The Wisconsin Taxpayers Alliance figured out that, as a percentage of personal income, the Wisconsin tax bite dropped from 12.18% in 2003-2004 (fiscal year 2004) to 12.13% in 2004-2005 (fiscal year 2005), which dropped our national rank from 6th to 8th. Shhh, don’t tell the tax-increasers in Madistan because that will cause them to redouble (again) their efforts to make us #1.
Before the rest of you break out the bubbly, there are several rather ugly caveats:
- First, the Census Bureau, which provides the numbers that WTA looks at, is about 2 years behind. Anybody care to guess what the FY2006 and FY2007 numbers will read?
- The WTA said in that press release, “The drop in rank was due primarily to increased taxes elsewhere, rather than reduced taxes here.” So, I’ll explore that.
- Both corporate income taxes (up from 0.41% of personal income in 2004 to 0.44% of personal income in 2005) and property taxes (up from 4.42% to 4.43% of personal income) went up faster than total income, which went up 6.54% (combining a 0.47% increase in population and a 6.04% increase in per-capita income; numbers collated by me from from the Census Bureau). In terms of dollars, corporate income taxes went up 14.77% while property taxes went up 4.94%.
- That rather-astonishing increase in total income masked increases in personal income taxes (4.07%) and sales taxes (3.26%).
- With inflation between July 2004 and July 2005 at 3.17%, and population growth at 0.47%, every major category other than sales taxes went up faster than the combined effects of inflation and population growth.

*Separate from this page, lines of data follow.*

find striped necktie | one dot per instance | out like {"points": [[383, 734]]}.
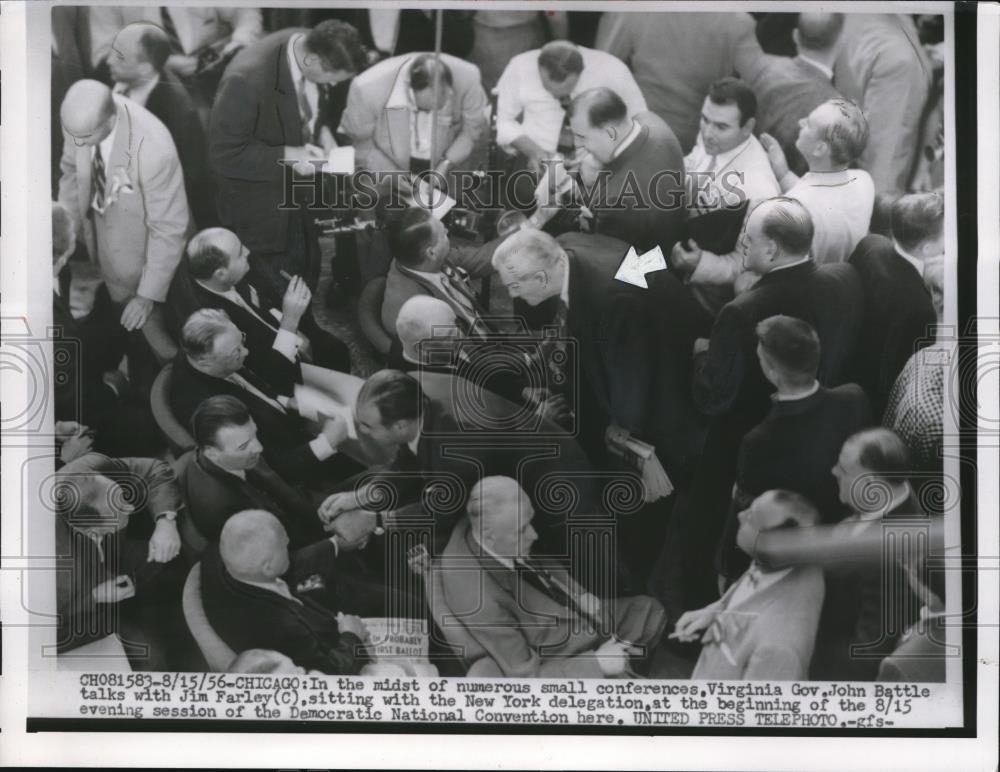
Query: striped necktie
{"points": [[98, 178]]}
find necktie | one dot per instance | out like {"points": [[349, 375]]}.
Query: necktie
{"points": [[171, 30], [567, 143], [98, 179], [305, 110], [454, 285]]}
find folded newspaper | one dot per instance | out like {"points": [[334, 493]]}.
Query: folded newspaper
{"points": [[641, 456]]}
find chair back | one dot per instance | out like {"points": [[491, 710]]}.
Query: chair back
{"points": [[216, 651]]}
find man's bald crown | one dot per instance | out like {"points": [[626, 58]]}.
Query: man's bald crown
{"points": [[87, 105]]}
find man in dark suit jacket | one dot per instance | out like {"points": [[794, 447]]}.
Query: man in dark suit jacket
{"points": [[137, 62], [795, 447], [425, 264], [632, 345], [633, 171], [445, 434], [118, 527], [272, 105], [280, 329], [730, 387], [257, 596], [869, 604], [212, 362], [899, 313]]}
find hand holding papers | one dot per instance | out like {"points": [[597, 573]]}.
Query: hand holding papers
{"points": [[641, 456]]}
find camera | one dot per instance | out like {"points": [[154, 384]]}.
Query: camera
{"points": [[48, 368]]}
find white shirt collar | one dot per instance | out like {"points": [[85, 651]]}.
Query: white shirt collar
{"points": [[631, 137], [800, 395], [805, 259], [138, 94], [293, 63], [818, 65], [917, 263]]}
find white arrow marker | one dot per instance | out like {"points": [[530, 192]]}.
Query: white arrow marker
{"points": [[634, 267]]}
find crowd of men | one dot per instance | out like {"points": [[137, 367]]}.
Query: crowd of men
{"points": [[688, 475]]}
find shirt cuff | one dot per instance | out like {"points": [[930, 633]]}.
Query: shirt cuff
{"points": [[322, 448], [286, 343]]}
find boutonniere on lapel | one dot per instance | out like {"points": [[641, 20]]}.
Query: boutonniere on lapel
{"points": [[119, 185]]}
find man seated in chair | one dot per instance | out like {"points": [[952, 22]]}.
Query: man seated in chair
{"points": [[212, 362], [215, 274], [764, 627], [532, 621], [424, 263], [116, 522], [258, 596]]}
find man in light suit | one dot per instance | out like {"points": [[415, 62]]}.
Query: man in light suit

I don’t know about you, but I can’t afford a $3 billion tax increase between now and 2009.
Revisions/extensions (11:23 am 6/8/2007) – Since Blogger seems to be having an issue sending out pingback requests, others that picked up on this from here….
– Dad29, who points out that we’re also in the lower quintile of GDP growth
– Headless Blogger, who asks if 0.05% is significant (it’s $25 for somebody making $50,000, so it’s not exactly significant).